[PerfFix] Avoid separate thread for MP executor shm spin by njhill · Pull Request #28012 · vllm-project/vllm

njhill · 2025-11-04T00:09:17Z

#26866 included a change to MultiprocExecutor to always busy-wait on the shm message queue from a separate thread, even when async scheduling and pipeline parallel aren't used.

This appears to have drastic performance consequences, possibly due to CPU contention / context switches of the spin with concurrent work happening in the scheduler process (e.g. serialization/deserialization).

This PR reworks the Future mechanism to busy-wait on the queue from the main thread while it is blocking on Future.get_result().

Apart from addressing the non-async performance regression, this may hopefully further improve async scheduling and pipeline parallel performance.

Note: The Executor collective_rpc method with non_block=True has been changed to return a future that resolves to a list rather than a list of futures.

Benchmark

vllm bench latency --model meta-llama/Llama-3.1-8B-Instruct --batch-size 256 --input-len 2048 --output-len 2048 -tp 4 --num-iters-warmup 1 --num-iters 3

Pre-#26866

Avg latency: 41.68921127310023 seconds
10% percentile latency: 41.66592846997082 seconds
25% percentile latency: 41.66958249360323 seconds
50% percentile latency: 41.675672532990575 seconds
75% percentile latency: 41.7020706825424 seconds
90% percentile latency: 41.71790957227349 seconds
99% percentile latency: 41.72741290611215 seconds

Post-#26866

Avg latency: 47.77594091727709 seconds
10% percentile latency: 47.59141381587833 seconds
25% percentile latency: 47.68351502344012 seconds
50% percentile latency: 47.83701703604311 seconds
75% percentile latency: 47.89890487049706 seconds
90% percentile latency: 47.936037571169436 seconds
99% percentile latency: 47.95831719157286 seconds

After this PR:

Avg latency: 40.96941473521292 seconds
10% percentile latency: 40.95436927340925 seconds
25% percentile latency: 40.960011321585625 seconds
50% percentile latency: 40.96941473521292 seconds
75% percentile latency: 40.97881814884022 seconds
90% percentile latency: 40.984460197016595 seconds
99% percentile latency: 40.98784542592242 seconds

gemini-code-assist

Code Review

This pull request refactors the MultiprocExecutor to avoid using a separate thread for handling asynchronous results, aiming to fix a performance regression.
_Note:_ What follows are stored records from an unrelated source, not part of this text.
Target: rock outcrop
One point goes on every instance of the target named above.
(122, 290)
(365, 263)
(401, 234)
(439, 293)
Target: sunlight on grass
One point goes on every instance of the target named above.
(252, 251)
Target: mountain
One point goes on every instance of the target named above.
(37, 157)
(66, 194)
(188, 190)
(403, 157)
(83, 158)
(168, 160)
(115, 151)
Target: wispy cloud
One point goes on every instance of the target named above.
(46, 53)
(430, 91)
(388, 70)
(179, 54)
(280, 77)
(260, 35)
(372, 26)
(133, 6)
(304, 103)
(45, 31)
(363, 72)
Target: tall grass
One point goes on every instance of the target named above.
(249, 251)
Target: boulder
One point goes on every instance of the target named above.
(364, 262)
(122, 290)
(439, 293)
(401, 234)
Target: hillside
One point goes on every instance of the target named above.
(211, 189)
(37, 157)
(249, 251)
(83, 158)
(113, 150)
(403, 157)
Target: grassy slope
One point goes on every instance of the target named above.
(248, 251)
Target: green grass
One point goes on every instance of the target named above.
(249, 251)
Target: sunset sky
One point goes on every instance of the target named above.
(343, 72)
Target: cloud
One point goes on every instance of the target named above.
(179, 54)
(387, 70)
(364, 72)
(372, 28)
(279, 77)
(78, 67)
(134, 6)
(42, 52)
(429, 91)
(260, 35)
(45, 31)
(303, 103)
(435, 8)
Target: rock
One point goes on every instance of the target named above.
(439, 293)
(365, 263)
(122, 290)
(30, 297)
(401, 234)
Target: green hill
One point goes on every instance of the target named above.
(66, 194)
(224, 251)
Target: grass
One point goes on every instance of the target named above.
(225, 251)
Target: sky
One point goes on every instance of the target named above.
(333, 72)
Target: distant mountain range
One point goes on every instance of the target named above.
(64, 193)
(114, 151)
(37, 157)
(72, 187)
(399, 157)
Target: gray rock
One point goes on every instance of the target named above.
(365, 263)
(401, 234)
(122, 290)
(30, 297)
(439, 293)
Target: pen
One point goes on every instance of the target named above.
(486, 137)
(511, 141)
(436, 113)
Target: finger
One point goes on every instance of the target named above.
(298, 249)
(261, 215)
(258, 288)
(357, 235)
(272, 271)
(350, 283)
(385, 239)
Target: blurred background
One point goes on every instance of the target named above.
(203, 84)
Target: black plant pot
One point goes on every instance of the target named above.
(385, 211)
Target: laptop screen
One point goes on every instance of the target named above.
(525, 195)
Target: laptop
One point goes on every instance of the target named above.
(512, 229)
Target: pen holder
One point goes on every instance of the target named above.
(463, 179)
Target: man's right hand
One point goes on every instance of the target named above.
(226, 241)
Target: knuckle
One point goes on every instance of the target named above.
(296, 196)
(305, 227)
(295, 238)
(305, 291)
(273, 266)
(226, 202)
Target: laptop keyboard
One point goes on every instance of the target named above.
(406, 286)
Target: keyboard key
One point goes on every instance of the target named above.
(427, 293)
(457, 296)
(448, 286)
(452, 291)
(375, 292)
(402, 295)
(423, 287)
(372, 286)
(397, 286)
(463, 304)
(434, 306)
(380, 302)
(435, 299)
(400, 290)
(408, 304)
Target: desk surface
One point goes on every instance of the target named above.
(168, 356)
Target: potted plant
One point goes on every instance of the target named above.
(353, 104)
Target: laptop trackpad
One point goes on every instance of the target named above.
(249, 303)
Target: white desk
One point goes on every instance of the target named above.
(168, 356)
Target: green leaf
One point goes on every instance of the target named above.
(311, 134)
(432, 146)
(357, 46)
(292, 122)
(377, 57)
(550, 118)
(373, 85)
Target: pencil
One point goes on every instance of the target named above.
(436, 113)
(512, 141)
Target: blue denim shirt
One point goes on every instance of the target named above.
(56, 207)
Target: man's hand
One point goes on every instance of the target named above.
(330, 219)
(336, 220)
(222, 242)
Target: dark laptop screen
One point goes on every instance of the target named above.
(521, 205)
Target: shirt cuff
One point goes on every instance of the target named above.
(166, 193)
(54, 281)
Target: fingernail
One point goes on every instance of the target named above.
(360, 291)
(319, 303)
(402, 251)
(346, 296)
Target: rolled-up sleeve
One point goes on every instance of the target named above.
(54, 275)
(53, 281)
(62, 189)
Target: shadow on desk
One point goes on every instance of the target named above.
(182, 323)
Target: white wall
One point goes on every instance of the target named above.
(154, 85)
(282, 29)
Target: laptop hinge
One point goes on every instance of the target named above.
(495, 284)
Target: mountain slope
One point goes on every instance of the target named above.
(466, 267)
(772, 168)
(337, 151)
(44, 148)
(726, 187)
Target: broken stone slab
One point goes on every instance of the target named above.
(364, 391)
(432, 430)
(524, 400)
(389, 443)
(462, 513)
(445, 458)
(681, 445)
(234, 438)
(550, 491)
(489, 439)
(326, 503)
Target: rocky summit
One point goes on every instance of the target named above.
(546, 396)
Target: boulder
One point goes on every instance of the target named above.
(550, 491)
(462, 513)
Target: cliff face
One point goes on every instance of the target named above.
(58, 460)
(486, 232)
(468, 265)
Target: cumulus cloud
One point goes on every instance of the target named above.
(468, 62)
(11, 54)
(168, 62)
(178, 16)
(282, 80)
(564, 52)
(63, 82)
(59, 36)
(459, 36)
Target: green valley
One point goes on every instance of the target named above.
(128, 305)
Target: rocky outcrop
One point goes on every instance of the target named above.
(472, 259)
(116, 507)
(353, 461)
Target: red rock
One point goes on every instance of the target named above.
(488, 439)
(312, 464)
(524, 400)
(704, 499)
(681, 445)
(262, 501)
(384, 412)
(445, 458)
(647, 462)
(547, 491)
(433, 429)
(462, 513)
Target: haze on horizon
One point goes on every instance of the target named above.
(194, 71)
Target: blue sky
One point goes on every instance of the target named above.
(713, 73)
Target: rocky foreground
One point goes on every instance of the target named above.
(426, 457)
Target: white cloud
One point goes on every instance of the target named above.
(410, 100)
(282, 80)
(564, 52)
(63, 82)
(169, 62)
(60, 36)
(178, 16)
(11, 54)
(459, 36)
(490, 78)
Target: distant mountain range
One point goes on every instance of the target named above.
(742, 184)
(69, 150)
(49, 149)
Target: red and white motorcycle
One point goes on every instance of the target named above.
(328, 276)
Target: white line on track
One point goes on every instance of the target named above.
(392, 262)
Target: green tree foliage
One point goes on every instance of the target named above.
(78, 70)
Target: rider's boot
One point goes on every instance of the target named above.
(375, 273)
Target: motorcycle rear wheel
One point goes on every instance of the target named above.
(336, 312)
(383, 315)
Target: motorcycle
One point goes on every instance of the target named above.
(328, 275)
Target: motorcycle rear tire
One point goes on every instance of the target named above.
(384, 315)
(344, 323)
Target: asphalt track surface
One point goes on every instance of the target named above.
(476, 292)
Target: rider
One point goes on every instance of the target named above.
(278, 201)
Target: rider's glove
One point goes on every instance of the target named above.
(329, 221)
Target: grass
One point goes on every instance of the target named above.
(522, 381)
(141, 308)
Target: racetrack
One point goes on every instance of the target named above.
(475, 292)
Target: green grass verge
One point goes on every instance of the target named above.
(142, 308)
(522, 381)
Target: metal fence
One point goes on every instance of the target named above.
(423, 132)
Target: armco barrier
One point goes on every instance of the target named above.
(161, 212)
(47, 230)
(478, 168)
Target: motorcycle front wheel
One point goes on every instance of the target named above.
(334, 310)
The approach is to use a queue of futures on the main thread, processing them when a result is requested or a blocking call is made. While the overall direction is sound and simplifies the logic by removing the ThreadPoolExecutor, I've identified a few critical issues in the implementation concerning execution order and API consistency, particularly in the MultiprocExecutor and RayExecutor.

vllm/v1/executor/multiproc_executor.py

vllm/v1/executor/ray_executor.py

vllm/v1/executor/ray_utils.py

chatgpt-codex-connector

💡 Codex Review

Here are some automated review suggestions for this pull request.

ℹ️ About Codex in GitHub

Codex has been enabled to automatically review pull requests in this repo. Reviews are triggered when you

Open a pull request for review
Mark a draft as ready
Comment "@codex review".

If Codex has suggestions, it will comment; otherwise it will react with 👍.

When you sign up for Codex through ChatGPT, Codex can also answer questions or update the PR, like "@codex address that feedback".

vllm/v1/executor/ray_utils.py

Signed-off-by: Nick Hill <nhill@redhat.com>

njhill · 2025-11-04T05:58:57Z

The remaining failing tests appear to unrelated and also failing elsewhere.

mgoin

This looks reasonable to me although I'm not the right person to know this area. Approving for now to unblock release issues.
Can you add a benchmark result to show how this resolves the perf regression?

njhill · 2025-11-04T17:04:40Z

Thanks @mgoin, I've added the benchmark results above.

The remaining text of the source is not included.